Something else that is quite dear to me is a little piece called Miss Furr and Miss Skeene, by Gertrude Stein. It’s often credited as being the first use of the word ‘gay’ to convey homosexuality. Also the second use, third, fourth … up to the one-hundred-thirty-nineth. And that’s all in less than 13 minutes reading time. :) You know how it goes with Stein. I’d been wanting to record this for some years, but couldn’t face doing the whole book it’s contained within … nor did I think this gay little piece would be especially welcome within the Poetry or Short Story collections. So when Arielle started Geography and Plays I was In Like Flynn! If you’d like a little bit of crazy as you read the rest of this post … listen here!

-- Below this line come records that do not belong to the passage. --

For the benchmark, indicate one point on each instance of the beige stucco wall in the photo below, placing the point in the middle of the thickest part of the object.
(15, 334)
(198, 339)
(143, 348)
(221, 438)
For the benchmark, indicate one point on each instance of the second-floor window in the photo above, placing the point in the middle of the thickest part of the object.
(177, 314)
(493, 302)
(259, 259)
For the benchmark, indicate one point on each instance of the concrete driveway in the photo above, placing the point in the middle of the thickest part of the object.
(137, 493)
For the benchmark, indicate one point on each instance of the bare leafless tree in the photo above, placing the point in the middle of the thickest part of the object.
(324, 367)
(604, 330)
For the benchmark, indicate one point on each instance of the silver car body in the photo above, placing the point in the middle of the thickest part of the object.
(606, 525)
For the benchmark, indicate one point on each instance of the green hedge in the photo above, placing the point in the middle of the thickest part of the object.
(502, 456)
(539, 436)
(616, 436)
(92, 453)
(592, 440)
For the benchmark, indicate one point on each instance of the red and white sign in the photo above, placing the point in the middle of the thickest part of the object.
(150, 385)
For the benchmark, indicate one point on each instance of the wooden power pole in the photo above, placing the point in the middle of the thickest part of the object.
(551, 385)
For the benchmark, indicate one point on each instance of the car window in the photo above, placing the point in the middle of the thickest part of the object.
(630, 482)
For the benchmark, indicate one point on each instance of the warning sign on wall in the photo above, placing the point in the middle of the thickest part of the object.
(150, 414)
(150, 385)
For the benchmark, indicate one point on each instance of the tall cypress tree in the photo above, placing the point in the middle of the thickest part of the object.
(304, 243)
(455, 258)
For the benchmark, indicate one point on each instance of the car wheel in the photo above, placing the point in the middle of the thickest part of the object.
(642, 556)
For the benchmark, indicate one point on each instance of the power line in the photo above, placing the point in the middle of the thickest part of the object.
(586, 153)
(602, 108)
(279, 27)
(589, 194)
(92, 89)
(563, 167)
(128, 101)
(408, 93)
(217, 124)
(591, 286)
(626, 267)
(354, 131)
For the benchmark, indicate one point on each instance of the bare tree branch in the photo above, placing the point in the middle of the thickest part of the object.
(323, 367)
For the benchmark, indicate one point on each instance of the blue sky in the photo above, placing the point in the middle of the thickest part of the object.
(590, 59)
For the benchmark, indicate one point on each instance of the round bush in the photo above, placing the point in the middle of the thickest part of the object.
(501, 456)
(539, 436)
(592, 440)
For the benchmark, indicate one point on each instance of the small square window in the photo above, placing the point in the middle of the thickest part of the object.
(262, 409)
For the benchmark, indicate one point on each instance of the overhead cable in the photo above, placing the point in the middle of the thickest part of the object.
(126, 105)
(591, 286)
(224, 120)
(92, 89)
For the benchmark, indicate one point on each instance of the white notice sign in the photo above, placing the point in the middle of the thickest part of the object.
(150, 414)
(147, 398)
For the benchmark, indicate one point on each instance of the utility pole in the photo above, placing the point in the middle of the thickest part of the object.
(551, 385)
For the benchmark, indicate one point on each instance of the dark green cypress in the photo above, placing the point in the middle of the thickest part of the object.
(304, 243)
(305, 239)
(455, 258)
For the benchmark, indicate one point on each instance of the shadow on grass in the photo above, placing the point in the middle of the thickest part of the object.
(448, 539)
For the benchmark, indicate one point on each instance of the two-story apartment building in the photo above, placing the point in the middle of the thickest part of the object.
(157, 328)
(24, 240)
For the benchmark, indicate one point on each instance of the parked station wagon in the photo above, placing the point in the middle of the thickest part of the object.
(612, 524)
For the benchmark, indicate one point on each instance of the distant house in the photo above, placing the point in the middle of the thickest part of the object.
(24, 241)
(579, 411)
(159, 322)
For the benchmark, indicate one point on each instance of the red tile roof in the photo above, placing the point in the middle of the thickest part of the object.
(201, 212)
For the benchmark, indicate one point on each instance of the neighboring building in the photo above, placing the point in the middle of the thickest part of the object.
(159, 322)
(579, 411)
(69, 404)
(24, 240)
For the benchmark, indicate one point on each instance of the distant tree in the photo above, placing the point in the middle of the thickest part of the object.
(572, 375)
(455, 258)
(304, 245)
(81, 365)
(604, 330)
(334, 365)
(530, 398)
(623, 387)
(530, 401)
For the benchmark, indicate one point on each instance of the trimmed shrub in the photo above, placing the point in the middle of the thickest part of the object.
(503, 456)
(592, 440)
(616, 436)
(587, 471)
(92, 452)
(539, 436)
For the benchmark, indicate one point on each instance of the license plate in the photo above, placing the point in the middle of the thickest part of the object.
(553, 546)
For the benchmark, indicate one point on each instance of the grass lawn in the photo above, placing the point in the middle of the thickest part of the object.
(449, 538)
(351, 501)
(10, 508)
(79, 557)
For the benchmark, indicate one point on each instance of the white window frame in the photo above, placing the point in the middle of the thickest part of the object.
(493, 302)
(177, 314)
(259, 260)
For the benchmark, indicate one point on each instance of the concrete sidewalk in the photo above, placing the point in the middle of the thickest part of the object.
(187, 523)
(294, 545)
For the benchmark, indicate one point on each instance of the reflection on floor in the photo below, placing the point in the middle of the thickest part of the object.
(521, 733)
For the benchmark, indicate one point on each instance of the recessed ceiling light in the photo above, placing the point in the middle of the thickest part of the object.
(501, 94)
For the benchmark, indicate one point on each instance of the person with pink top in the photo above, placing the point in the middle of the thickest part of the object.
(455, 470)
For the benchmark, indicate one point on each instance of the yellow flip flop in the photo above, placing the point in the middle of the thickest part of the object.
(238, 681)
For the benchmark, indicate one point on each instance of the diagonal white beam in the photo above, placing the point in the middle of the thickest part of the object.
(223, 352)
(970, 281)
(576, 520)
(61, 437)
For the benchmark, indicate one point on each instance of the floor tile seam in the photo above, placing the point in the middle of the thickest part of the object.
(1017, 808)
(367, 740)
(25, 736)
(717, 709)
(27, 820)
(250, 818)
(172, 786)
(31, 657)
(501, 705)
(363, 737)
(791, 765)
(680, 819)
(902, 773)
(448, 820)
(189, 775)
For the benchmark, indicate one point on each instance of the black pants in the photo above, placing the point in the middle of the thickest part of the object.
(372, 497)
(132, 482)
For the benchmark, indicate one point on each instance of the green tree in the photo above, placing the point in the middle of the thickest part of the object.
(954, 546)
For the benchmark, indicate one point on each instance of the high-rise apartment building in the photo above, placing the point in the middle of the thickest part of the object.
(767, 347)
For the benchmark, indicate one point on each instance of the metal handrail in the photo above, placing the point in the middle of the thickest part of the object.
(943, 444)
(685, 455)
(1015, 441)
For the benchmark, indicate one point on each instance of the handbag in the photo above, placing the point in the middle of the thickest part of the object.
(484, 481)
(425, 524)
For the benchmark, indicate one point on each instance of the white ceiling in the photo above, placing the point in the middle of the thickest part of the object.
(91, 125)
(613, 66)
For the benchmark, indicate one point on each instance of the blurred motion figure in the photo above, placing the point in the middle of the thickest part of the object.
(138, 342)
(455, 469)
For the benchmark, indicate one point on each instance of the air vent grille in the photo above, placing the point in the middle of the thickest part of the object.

Finally, a couple of non-LibriVox recordings. Legamus is a sister project to LibriVox, operating under European copyright law (life+70). Sorry, Americans, Mexicans, Colombians: this does mean this collection of Short Stories by D. H. Lawrence is not public domain for you. If you live anywhere else in the world, then go for it. My story is the first, “A Modern Lover” and I like it exceedingly. It’s just over an hour long but comes in two parts for your lunchtime listening convenience. Some of the stories were published, censored, earlier but these are (as far as I know) the un-futzed-about-with versions via Project Gutenberg Australia.
And a non-free recording! But it’s quite cheap! I recorded E. Nesbit’s The Railway Children over the summer for Iambik Audio. It’s available at audible if you have a membership and a love for Nesbit. Or, you can download it DRM-free directly from Iambik. If you do that before the end of January, it is a mere $3.49! Use code railway-january when checking out. It’s normally $6.99 at Iambik and $11.19 or $7.49 at audible (I’m guessing that’s to do with membership privs.) It runs to just over 6 hours and IS unabridged. I didn’t think of myself as a super-speedy reader, but I can’t imagine how two other audible narrators have drawn it out to 6hrs 45min? Perhaps there’s a long music intro for each chapter. Anyway, it’s there and if you do buy it, I really hope you enjoy it. If you’re not in a buying mood, there is also a great LibriVox solo by Karen Savage for free.
More books to come in the very near future. Including a new, slightly-bizarre idea that I shall have to blog about shortly to give you a bit of a laugh, even though the recording won’t be released for a while.